Contributed by Marielle Grenade-Willis
With the recent announcement by hunting organization Safari Club International, and finally issued publicly by the U.S. Fish and Wildlife Service, that elephant trophies taken between January 2016 and December 2018 from Zimbabwe and Zambia can be imported into the U.S. with a permit, it is now as good a time as ever to talk about elephant capabilities. These incredibly intelligent and sentient creatures form fission-fusion communities under strong matriarchs who act as the storehouses of imperative ecological and emotional information related to survival. Hunting of elephants by way of poaching or for a trophy causes irreversible emotional trauma to herd members left behind, as well as alters the genetic viability of a population by targeting robust males. American psychologist and ecologist Gay Bradshaw has noted in her work Not by Bread Alone that young male elephants display more aggressive and abnormal behavior due to the killing off of elder males as they are deprived of the mentorship necessary to demonstrate appropriate sociocultural and reproductive behaviors.

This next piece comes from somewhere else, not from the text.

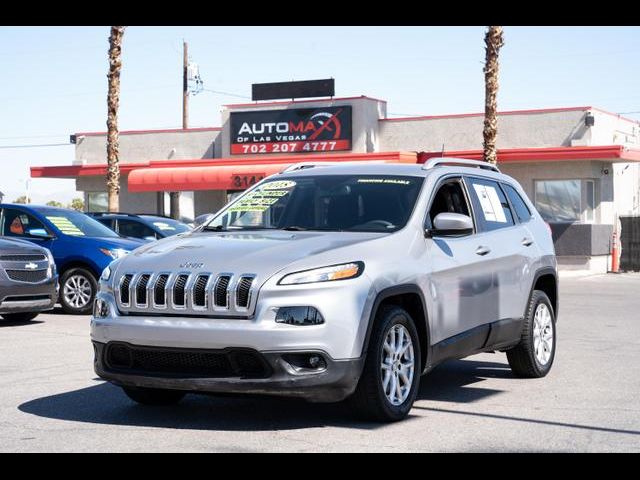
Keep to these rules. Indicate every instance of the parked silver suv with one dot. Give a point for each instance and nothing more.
(338, 281)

In a recent article in The Atlantic, Cynthia Moss, longtime elephant researcher and head of the Amboseli Elephant Research Project in Kenya, stated that: “By living to an older age, [older males show that] they have the traits for longevity and good health to pass on to their offspring. Killing these males compromises the next generation of the population.” Similar issues have been raised related to lion trophy hunting. Reacting to a slew of enflamed comments by both conservation organizations and media sources opposed to the Fish and Wildlife Service’s decision, President Trump and the Department of the Interior have said that there is a hold on the determination until further research can be conducted. However, this does not equate to anything permanent within our legal system to ensure protections for elephants in both Zimbabwe and Zambia. Elephants possess inherent capabilities of life, bodily health, bodily integrity, senses/imagination/thought, emotions, practical reason, affiliation, relation to other species, play, and control over their environment. As Jane Goodall has said, “I’m always pushing for human responsibility. Given that chimpanzees and many other animals are sentient and sapient, then we should treat them with respect.” Friends of Animals agrees.